The book's core is inherently a discussion of contradictory counter-extremist narratives and policies in Pakistan, where Dr Sadia fills the gaps in Pakistan's counter-extremist narrative policies and practices. The government has been unsuccessful in designing a compelling counter-extremist narrative because it has so far been unable to correctly diagnose the problem.

Policies which have already been adopted have not adequately involved the local stakeholders. Local social and religious norms should also be considered while formulating any policy that refutes extremist narratives. Most importantly, counter-narratives cannot work in a vacuum. They must be combined with other policies to address and overcome the drivers of extremism in society. The author also argues that, at some point in history, the Pakistani state began supporting extremist narratives and supported them for many years; therefore, building a counter-narrative to what has been its own narrative is a daunting challenge that has not been holistically dealt with so far.

Dr Sadia has not only delineated extremism in detail but has also explained the causes of the government's inability to bring forth a compelling counter-extremist narrative that is acceptable to society. A solution to this is crafting a counter-extremist narrative that keeps the ground realities, local culture, media, and religious scholars in mind. The messenger for communicating this narrative must also be credible in the eyes of the masses. The book gives examples of counter-extremism in Bangladesh, the UK, Indonesia, and Egypt as useful case studies that must be adopted as lessons for Pakistan's policymakers to learn from.

Counter-narratives do not work in a vacuum: they must be merged with other policies to adequately address and tackle the drivers of extremism in society

Dr Sadia is right about the gaps that exist in Pakistan's counter-extremist narrative policies. However, different government and non-government institutions have already done much work in this regard, albeit in disjoint silos. This work has nevertheless seen success, to some extent, in refuting extremist ideologies across Pakistan. It includes, but is not limited to, religious edicts of fatwas from various religious scholars.

Moreover, extremist ideas currently prevalent in Pakistani society are somehow influenced by regional geopolitical situations. The unending conflict in Afghanistan and the plight of Muslims in Indian-occupied Kashmir provide more space for religious extremists. The Taliban takeover in Afghanistan has further exacerbated the situation. Without a peaceful solution to these longstanding issues, it becomes extremely difficult for the Pakistani government to deal with extremists in their midst.

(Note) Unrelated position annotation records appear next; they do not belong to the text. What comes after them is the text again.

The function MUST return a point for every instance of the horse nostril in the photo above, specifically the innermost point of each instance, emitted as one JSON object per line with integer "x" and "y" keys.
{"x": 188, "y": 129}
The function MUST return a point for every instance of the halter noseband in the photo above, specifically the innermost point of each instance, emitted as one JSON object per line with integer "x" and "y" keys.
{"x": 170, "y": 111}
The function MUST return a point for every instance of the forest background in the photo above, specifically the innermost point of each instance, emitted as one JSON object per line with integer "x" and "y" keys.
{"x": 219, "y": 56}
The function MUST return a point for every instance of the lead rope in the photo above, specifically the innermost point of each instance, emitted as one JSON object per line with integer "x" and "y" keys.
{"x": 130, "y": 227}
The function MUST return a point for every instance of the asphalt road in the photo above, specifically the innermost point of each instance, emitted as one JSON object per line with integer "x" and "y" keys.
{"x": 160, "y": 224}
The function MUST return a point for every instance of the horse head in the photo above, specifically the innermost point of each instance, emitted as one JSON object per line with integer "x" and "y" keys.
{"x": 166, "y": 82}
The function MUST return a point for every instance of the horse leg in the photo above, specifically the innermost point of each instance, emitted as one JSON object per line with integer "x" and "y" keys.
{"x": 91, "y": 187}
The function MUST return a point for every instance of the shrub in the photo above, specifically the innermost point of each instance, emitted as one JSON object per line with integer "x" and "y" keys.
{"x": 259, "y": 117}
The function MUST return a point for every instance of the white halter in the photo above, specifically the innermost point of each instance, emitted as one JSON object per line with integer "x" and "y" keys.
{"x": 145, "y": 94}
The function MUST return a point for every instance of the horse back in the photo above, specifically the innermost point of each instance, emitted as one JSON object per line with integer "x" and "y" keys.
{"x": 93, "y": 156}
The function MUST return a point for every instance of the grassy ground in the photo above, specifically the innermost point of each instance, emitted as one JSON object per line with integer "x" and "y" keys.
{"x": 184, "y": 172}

Despite the presence of these elements - which Martha Crenshaw termed as precipitant and pre-conditions of violent extremism - a significant portion of the Pakistani population has resisted violent extremism. In simple terms, it means that although violent extremist ideas are prevalent in Pakistan, society in general is resilient and resists the use of violent means to achieve sociopolitical objectives.

This does not mean that the government should turn a blind eye to those people and organisations who continue propagating extremist ideas in society. The government of Pakistan should adopt a comprehensive long-term policy at different levels so that extremist ideas get minimum attraction from the people of Pakistan. Dr Sadia's book "Extremism and Counter-Extremism Narratives in Pakistan: An Analysis of Narrative Building" is an exceptional body of work in this field and will help policymakers and researchers immensely in endeavours pertaining to devising counter-narratives and policies to rid Pakistan of this menace.